VIPBench reviewer-friendly sample subset
This directory holds a 5-speaker slice of the full release so reviewers can inspect the dataset without downloading the full 5.8 GB bundle. Bundle size: **115 MB** (audio + subsetted embeddings).
The format is identical to the full release; analyses that work on data/ work on samples/ by changing one path.
How this sample was created
Selection criterion: one speaker per sociophonetic group, gender-balanced as far as possible at 5 cells (3M + 2F). Within each of the 5 sociophonetic groups, the first speaker (by speaker ID order in data/speakers.csv) of the chosen target gender was selected. The 5 chosen speakers are listed in the table below; their integer codes (1-5) cover the full 5-group stratification scheme of the full benchmark.
For each chosen speaker, the sample includes:
- Their reference audio clip (1 file per speaker, e.g.
M01R.wav). - All 98 comparison clips paired with that speaker as the reference (covers stimulus types 1, 2, 3, and Type 6 morphs anchored on this speaker; Types 4 and 5 different-speaker pairs that use one of the 5 speakers as a comparison are also retained because their
referencefield is one of the 5). - All listener judgments on those 490 pairs (6,401 judgments).
Filtering logic (reproducible from the full release):
samples/speakers.csv= rows ofdata/speakers.csvwhereid ∈ {M01, F06, M11, F16, M21}.samples/stimuli.csv= rows ofdata/stimuli.csvwherereference ∈ {M01, F06, M11, F16, M21}. Yields 490 rows.samples/participant_responses.csv= rows ofdata/participant_responses.csvwherestimuli_idappears in (2). Yields 6,401 rows.samples/audio/reference/andsamples/audio/comparison/= audio files corresponding to the IDs in (1) and (2).samples/embeddings/<model>.npz= same 10 main + 5 layer-bundle embeddings as the full release, but with each.npzreduced to the 495 keys (5 references + 490 comparisons) corresponding to the sample. Embedding dimensions are unchanged.
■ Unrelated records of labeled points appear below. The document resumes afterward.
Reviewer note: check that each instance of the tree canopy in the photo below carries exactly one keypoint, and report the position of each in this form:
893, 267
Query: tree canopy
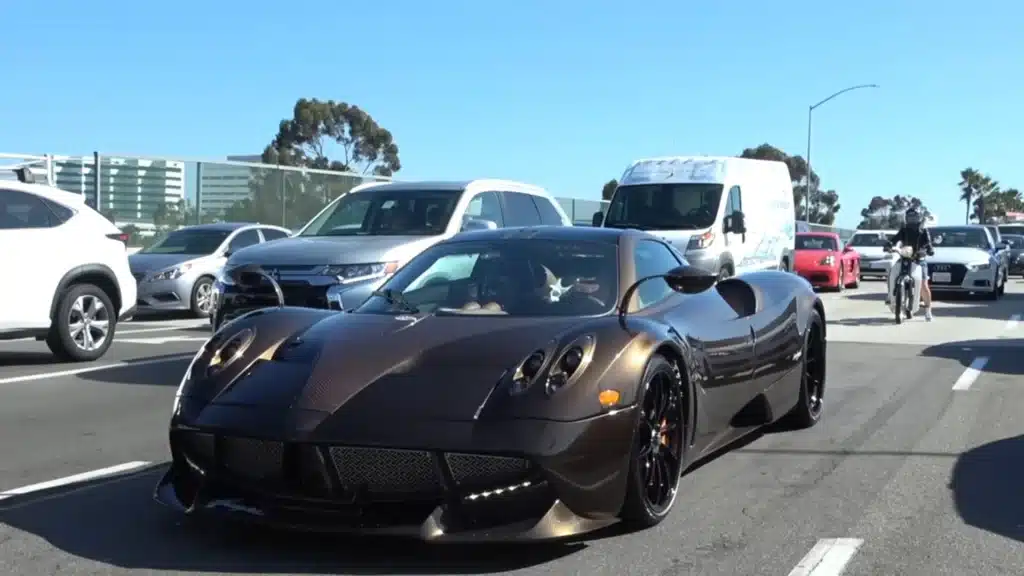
340, 140
887, 213
824, 203
984, 199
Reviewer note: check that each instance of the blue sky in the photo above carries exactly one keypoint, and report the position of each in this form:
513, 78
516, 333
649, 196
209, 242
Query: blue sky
563, 93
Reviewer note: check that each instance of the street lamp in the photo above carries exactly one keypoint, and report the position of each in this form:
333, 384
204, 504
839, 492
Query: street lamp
810, 112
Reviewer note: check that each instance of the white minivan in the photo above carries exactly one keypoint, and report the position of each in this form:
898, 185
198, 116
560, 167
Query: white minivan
725, 214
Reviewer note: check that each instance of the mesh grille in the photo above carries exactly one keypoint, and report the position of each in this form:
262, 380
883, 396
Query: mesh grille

The sample was constructed by deterministic filtering of the released CSVs and embedding files (no re-extraction; code/run_all_extractions.sh is not used here). All sampled audio and embeddings are bit-identical to their counterparts in data/.
What's included
| Item | Count |
|---|---|
| Speakers | 5 (M01, F06, M11, F16, M21; one per sociophonetic group, 3M+2F) |
| Reference audio (R.wav) | 5 |
| Comparison audio | 490 (98 per speaker, all stimulus types) |
| Listener judgments | 6,401 |
| Pre-extracted embeddings | 10 models, subsetted to 495 keys each |
| Per-layer SSL embeddings | 5 models, subsetted to 495 keys each |
| Stimulus types covered | All 6 |
Layout
samples/
README.md # this file
speakers.csv # 5 rows (subset of data/speakers.csv)
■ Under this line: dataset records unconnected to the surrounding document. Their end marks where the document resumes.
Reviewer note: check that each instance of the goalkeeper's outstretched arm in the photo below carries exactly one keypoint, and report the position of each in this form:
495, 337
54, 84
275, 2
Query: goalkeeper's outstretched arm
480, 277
stimuli.csv # 490 rows (subset of data/stimuli.csv)
participant_responses.csv # 6,401 rows (subset of data/participant_responses.csv)
audio/
reference/ # 5 *R.wav (symlinks to ../../../exp_2)
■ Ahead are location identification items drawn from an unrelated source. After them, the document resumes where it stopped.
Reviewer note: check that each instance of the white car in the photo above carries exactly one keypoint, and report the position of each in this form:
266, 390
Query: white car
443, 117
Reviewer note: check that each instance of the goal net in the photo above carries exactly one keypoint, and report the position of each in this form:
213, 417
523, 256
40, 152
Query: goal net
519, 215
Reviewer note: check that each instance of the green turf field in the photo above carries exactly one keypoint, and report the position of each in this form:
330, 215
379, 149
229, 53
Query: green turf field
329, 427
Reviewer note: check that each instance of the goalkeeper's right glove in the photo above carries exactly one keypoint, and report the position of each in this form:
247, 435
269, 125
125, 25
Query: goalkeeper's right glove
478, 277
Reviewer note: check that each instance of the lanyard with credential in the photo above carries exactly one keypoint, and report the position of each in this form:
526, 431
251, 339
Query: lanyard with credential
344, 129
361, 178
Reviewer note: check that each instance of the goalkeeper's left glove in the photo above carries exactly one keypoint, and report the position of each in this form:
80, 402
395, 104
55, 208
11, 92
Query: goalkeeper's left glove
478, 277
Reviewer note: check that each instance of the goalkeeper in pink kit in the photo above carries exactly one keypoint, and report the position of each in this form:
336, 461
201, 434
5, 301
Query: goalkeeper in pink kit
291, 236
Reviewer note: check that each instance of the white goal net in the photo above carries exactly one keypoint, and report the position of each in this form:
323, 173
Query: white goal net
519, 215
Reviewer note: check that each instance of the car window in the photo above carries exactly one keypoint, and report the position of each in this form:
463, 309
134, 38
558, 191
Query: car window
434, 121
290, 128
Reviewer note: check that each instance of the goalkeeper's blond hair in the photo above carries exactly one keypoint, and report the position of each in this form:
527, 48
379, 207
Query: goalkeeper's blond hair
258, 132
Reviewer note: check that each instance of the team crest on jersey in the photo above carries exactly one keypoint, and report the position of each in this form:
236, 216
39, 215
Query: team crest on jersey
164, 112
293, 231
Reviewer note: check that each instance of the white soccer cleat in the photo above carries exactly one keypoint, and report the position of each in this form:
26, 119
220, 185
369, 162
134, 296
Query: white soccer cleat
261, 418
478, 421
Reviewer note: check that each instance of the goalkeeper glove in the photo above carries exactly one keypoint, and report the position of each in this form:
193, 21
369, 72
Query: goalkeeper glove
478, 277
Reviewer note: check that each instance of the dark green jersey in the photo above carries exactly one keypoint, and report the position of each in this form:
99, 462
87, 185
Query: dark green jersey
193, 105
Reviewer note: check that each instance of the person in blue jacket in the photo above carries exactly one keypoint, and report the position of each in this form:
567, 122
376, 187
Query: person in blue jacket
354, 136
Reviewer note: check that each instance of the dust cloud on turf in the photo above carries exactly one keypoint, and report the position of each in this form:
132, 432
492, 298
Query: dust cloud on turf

comparison/ # 490 *.wav (symlinks to ../../../output)
embeddings/
rawnet3.npz, ecapa_tdnn.npz, ... (10 models)
layers/wav2vec2.npz, ... (5 SSL models)
Quickstart
import numpy as np, pandas as pd
from sklearn.metrics.pairwise import cosine_similarity
stim = pd.read_csv('samples/stimuli.csv')
emb = dict(np.load('samples/embeddings/ecapa_tdnn.npz'))
cos = []
for _, row in stim.iterrows():
ref, cmp = emb[f'{row.reference}R'], emb[row.id]
cos.append(cosine_similarity([ref], [cmp])[0][0])
stim['cos_ecapa'] = cos
# P(same) target
stim['p_same'] = stim['same_vote'] / stim['num_response']
# Pearson r
print(stim[['cos_ecapa', 'p_same']].corr())
Speaker subset
| ID | Group | Gender | Age bracket |
|---|---|---|---|
| M01 | 1 (New York City English) | M | 1 (under 45) |
| F06 | 2 (Southern American English) | F | 1 (under 45) |
| M11 | 3 (African American English) | M | 1 (under 45) |
| F16 | 4 (Latino English) | F | 1 (under 45) |
| M21 | 5 (Asian American English) | M | 1 (under 45) |
See docs/data_dictionary.md for the full integer-to-group mapping and column schemas.
License
CC-BY-NC 4.0 for audio + judgments + embeddings; same as the full release. See ../LICENSE.